What might make Christopher House’s data more or less comparable to those of the other CBC partners?
Students will typically report that these data might be measured in different ways and so they are not strictly comparable. However, the case explicitly mentions that the CBC partners used the exact same measures, so it is important to correct them on this point.
Other factors might include the degree to which different agencies only serve low-income students or whether Christopher House serves a greater number of students who speak English as a second language.
Are changes in the literacy indicator for school readiness linked to changes in parents reading to their children?
The charts provided in the case do not prove such a link, but the data-sharing system that CBC uses allows the member agencies to statistically analyze whether children whose parents made gains in reading to them every night also increased their literacy the subsequent year. Having a data system that tracks both leading and lagging indicators at the client level makes that possible.
Chinese American Service League Breakout Group(s) report
How should you interpret the results? Can you rely on the data related to parent reading? Do the data accurately reflect parents’ reading engagement?
One key consideration in determining the comparative accuracy of parental reading rates is response rate to the parent survey. In particular, Christopher House’s survey response rate is relatively lower than the others, at 40%. Students could determine this by comparing Christopher House’s total number of children in Exhibit 4 (294) with its number of survey respondents in Exhibit 3 (116). Lower rates of response lend themselves to questions of response bias: Were parents who made no gains less likely to complete the survey, leading Christopher House to inflate its success? A second concern is the accuracy of the parents’ self-reported behavior. There may be a tendency for some parents to report what they had hoped to do rather than what they actually did.

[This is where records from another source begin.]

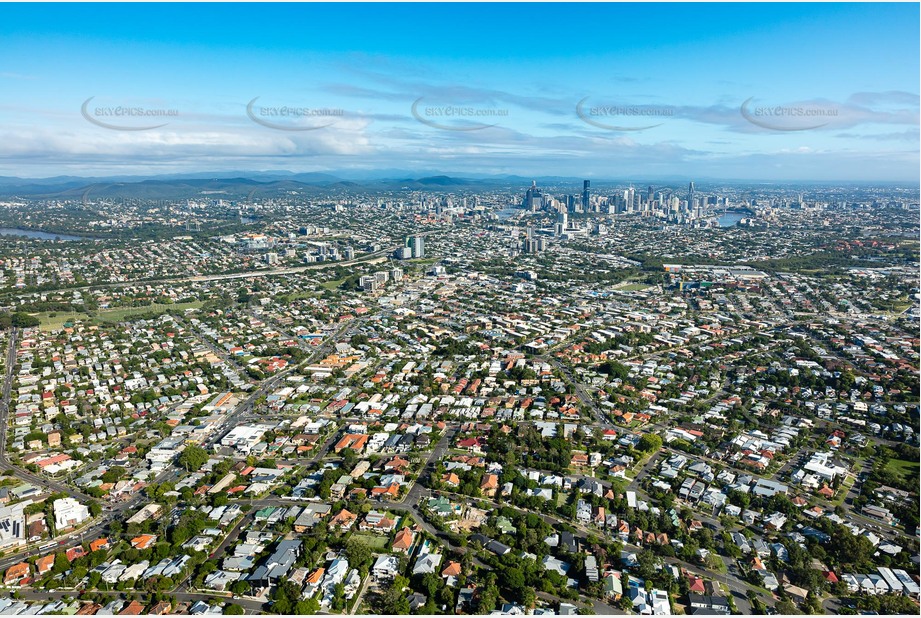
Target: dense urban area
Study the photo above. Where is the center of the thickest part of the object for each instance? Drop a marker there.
(452, 397)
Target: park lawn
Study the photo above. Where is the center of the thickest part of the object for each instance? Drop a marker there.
(120, 313)
(332, 285)
(374, 541)
(49, 323)
(900, 467)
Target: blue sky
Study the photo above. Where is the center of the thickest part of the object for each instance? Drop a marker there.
(614, 91)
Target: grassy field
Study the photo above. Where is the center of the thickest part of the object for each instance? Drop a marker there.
(374, 541)
(901, 467)
(332, 285)
(56, 320)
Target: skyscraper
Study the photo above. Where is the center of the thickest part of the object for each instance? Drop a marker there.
(533, 198)
(561, 223)
(416, 245)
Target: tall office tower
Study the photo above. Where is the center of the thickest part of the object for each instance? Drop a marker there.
(561, 223)
(416, 246)
(533, 198)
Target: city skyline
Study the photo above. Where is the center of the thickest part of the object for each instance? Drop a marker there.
(730, 92)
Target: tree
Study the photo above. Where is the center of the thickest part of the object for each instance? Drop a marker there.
(239, 587)
(193, 458)
(358, 553)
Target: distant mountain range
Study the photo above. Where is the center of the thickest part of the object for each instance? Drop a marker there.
(275, 183)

How can the data be pulled together to develop SMART goals?
SMART goals are only as good as the data you collect. With faulty data, both the evaluation of the baseline and realistic progress are undermined.
Erie Neighborhood House Breakout Group(s) report
How do you make sense of the discrepancy between the leading (parent engagement) and lagging (literacy) indicators?

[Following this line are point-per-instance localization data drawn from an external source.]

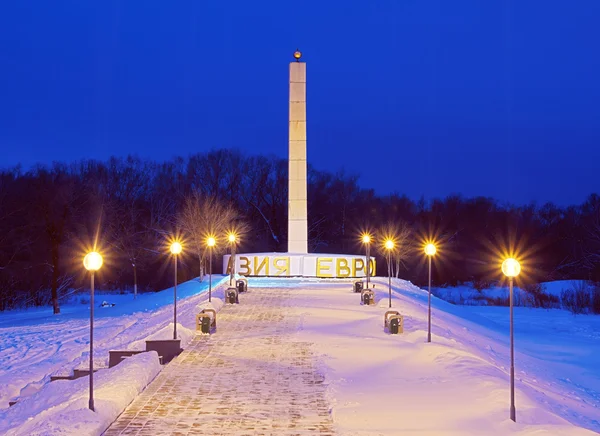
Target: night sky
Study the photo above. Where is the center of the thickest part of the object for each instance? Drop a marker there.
(427, 98)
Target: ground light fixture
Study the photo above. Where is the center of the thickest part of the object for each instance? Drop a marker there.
(511, 269)
(92, 262)
(210, 243)
(176, 248)
(366, 239)
(389, 246)
(430, 251)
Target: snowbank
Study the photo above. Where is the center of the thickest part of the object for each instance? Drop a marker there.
(35, 345)
(61, 407)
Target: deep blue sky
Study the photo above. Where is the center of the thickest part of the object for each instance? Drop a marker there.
(493, 97)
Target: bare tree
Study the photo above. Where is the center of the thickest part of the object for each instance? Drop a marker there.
(401, 234)
(203, 217)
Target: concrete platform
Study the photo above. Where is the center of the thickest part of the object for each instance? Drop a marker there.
(252, 377)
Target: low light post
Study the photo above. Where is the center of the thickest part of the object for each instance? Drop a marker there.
(176, 249)
(210, 242)
(92, 262)
(366, 238)
(389, 246)
(429, 251)
(511, 268)
(232, 241)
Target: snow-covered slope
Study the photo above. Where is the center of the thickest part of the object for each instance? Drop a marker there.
(458, 384)
(35, 344)
(378, 384)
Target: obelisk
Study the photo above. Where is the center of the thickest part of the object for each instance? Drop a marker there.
(297, 209)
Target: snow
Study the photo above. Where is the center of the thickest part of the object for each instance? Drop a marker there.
(62, 406)
(37, 344)
(459, 383)
(468, 295)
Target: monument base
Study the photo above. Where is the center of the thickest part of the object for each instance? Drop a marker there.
(299, 265)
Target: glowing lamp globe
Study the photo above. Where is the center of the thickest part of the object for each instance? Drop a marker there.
(176, 247)
(92, 261)
(511, 267)
(430, 249)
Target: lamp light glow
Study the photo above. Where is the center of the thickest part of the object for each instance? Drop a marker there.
(511, 267)
(176, 247)
(92, 261)
(430, 249)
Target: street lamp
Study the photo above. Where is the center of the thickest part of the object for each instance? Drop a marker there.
(389, 246)
(176, 249)
(429, 251)
(511, 268)
(232, 240)
(92, 262)
(366, 238)
(210, 242)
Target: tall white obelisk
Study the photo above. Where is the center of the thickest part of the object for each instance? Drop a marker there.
(297, 209)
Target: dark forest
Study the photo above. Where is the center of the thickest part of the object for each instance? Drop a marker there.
(129, 208)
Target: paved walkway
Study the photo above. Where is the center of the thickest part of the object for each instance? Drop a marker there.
(250, 378)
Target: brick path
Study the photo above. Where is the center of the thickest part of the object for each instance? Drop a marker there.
(250, 378)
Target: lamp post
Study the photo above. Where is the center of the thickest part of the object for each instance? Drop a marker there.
(366, 238)
(429, 251)
(92, 262)
(232, 240)
(210, 242)
(176, 249)
(389, 246)
(511, 268)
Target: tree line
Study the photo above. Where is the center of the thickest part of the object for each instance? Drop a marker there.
(130, 208)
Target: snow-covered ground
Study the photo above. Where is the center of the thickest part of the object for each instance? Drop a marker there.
(35, 344)
(466, 294)
(378, 384)
(459, 383)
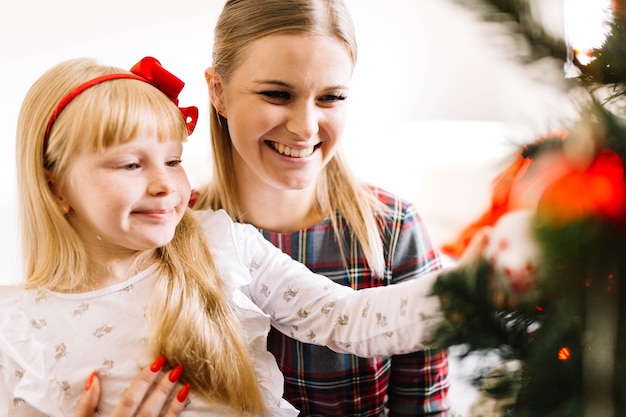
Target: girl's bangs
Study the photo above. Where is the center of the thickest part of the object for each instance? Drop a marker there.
(116, 112)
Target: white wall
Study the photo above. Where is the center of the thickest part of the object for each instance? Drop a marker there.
(421, 61)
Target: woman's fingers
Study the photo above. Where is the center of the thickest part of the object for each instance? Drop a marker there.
(152, 393)
(88, 402)
(160, 395)
(177, 404)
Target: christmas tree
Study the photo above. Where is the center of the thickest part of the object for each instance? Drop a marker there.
(558, 248)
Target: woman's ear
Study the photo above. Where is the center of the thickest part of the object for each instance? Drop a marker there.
(216, 90)
(64, 206)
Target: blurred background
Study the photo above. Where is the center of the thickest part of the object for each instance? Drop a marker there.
(437, 104)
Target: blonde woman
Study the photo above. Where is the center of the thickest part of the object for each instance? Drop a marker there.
(120, 271)
(279, 85)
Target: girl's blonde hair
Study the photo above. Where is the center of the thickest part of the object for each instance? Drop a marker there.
(339, 194)
(191, 322)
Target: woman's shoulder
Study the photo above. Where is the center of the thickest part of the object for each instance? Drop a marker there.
(392, 204)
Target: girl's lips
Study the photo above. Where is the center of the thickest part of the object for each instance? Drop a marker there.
(155, 214)
(293, 152)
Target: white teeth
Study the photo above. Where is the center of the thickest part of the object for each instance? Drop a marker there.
(296, 153)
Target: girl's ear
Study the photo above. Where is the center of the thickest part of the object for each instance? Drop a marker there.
(61, 202)
(216, 90)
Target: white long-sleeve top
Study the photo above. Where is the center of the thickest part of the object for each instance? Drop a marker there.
(50, 342)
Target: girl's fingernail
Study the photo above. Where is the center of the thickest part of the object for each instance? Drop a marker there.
(90, 380)
(182, 394)
(158, 364)
(175, 373)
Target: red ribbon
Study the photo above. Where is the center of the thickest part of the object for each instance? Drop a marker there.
(147, 70)
(597, 190)
(151, 69)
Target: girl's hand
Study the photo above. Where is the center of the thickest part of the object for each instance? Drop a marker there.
(148, 394)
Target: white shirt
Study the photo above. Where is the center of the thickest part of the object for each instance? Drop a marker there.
(50, 342)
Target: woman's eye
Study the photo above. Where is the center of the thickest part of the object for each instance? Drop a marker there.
(333, 97)
(276, 95)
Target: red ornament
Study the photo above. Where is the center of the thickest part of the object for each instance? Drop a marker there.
(564, 353)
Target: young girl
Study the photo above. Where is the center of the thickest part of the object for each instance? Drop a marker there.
(279, 85)
(119, 270)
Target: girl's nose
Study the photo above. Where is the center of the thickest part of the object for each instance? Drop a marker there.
(161, 182)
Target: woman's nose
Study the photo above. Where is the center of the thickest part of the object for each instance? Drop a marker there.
(304, 120)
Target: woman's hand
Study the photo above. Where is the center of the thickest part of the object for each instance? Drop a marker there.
(148, 394)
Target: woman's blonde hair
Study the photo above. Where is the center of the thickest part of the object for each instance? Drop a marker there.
(191, 322)
(339, 194)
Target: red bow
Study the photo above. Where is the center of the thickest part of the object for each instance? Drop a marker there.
(148, 70)
(151, 69)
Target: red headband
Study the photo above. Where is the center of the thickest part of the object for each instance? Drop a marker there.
(148, 70)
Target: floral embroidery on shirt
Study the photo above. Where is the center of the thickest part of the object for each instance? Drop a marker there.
(403, 303)
(105, 368)
(289, 294)
(65, 386)
(381, 320)
(102, 330)
(81, 310)
(41, 295)
(61, 352)
(327, 308)
(265, 290)
(342, 320)
(365, 310)
(38, 323)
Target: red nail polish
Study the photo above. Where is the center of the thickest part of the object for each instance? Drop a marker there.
(182, 394)
(175, 373)
(90, 380)
(158, 364)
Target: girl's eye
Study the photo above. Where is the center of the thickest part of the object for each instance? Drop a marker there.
(130, 167)
(276, 95)
(174, 163)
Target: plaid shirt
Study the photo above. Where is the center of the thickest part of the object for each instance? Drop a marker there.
(320, 382)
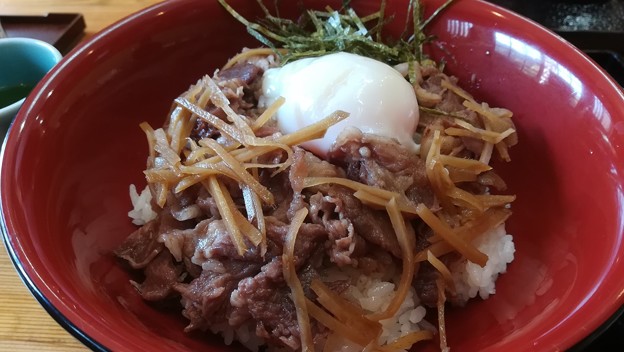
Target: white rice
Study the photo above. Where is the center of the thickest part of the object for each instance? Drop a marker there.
(142, 211)
(374, 293)
(471, 279)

There are a couple of ways students might go with this answer. Some student groups will focus on the difficulty of ensuring the accuracy of the leading indicator data. Others will question the logic of the theory that parents reading to their children is a determining factor of school readiness. A number of other factors could affect a child’s school readiness, including instructional quality in the classroom and unique challenges their population of students faces. Parent engagement alone may not be enough to overcome these issues.
How can a SMART goal and plan for improvement be developed, taking the data into account?
Students should be encouraged to think about a couple of factors. The first is a time lag, or how immediate is the impact of the leading indicator change on the lagging indicator. If this is the issue, then the data should show the correlation with parent reading the following year.
The second is whether parent engagement is the right lever for Erie Neighborhood House. Because its students start with relatively high literacy scores in comparison to other agencies, maybe another intervention is needed. In this case, the SMART goal wouldn’t focus on parent reading at all.